Yolladığın karakediyi aramıza sokmadan karşı taraftan okudum. Şu kedinin beyazını bulamadın mı ? Aramızın bozulmasını mı istiyorsun ? Onu çekmeceye koydum, orada miyavlayıp duruyor. Senin kulaklarını, yanaklarını yemek istiyor.

Can Erbil, sana daha neler karalayayım ? Bu mektup pek derbeder ve intizamsız oldu. Kusura bakma. Yazım da iyi değil, bilmem okuyabiliyor musun ?

Önümde arkadaşa ait bir Radyo Dünya'sı var. Fahri Karpuz'a ait 8 satır fena değil. Bilmem beğenecek misin ?

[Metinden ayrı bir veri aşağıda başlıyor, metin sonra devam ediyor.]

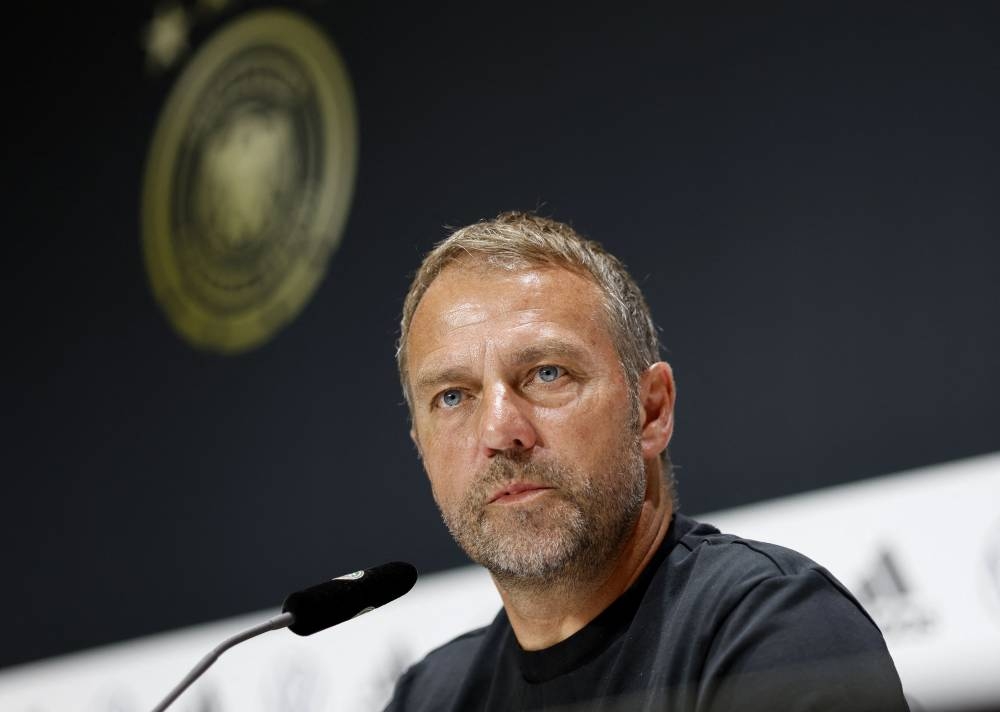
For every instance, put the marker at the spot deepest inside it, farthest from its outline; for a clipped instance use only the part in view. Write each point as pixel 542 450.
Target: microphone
pixel 349 596
pixel 317 608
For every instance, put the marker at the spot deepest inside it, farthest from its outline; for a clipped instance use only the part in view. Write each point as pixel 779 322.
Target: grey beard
pixel 572 533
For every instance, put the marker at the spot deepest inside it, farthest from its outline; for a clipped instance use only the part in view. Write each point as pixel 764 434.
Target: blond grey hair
pixel 516 240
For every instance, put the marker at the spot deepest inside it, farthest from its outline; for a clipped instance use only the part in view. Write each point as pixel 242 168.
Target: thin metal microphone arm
pixel 276 623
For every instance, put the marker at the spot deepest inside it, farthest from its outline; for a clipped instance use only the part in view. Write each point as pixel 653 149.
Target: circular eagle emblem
pixel 248 180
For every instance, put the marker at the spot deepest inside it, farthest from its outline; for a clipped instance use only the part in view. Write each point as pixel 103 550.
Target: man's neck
pixel 544 616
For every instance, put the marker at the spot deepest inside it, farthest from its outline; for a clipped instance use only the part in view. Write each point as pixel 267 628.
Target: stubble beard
pixel 570 533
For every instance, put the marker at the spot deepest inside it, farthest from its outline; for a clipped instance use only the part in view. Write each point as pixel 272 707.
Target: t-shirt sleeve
pixel 797 642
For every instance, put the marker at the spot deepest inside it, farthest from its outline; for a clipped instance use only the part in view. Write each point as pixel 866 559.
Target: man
pixel 542 413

Kalbimde yanarken sevgin, hasretin
Hayalin bile bir pınardır bana.
Çatladı bağrımda yaşı gurbetin
Bir kızgın çöl gibi susadım sana.

Sönmüyor içimde yanan kızıl kor
Ayrılık ne acı, özleyiş ne zor
Birleşmek bir serap gibi, gelmiyor
Ayrılış ne acı, özleyiş ne zor.

Erbil'ime sonsuz selam ve sevgiler. Güzel İstanbul'da iyi günler diler, yanaklarından öperim canım.

Sermet.

8 Ağustos 1952
İstanbul

Canım.

Beklediğim mektubunu ancak mektubuna cevap verdikten sonra, aynı gün öğleden sonra aldım. İnsan tahmin ettiği bir olayla karşılaşınca memnuniyeti sonsuz oluyor. Bak Sermet, kalbim her an kalbine karşı. Bazan biraz dalıyorum, o zaman senin ne yaptığını, o an ne ile meşgul olduğunu düşünüyorum. Senin işlerinin çokluğu belki seni düşündürüyor. Belki yine onların arasında azıcık da olsa beni hatırlıyorsun. İşte o an mümkün olsa ben sana gelebilsem, kimse görmese .. ama olsa ile bulsa bir araya gelse ! Neler olmazdı sevgilim ?

Canım, mektubunda bana uzun uzun her şeyden bahsettiğin için, bana da bol bol vakit ayırdığın için hem seviniyorum, hem de pek çok teşekkür ediyorum.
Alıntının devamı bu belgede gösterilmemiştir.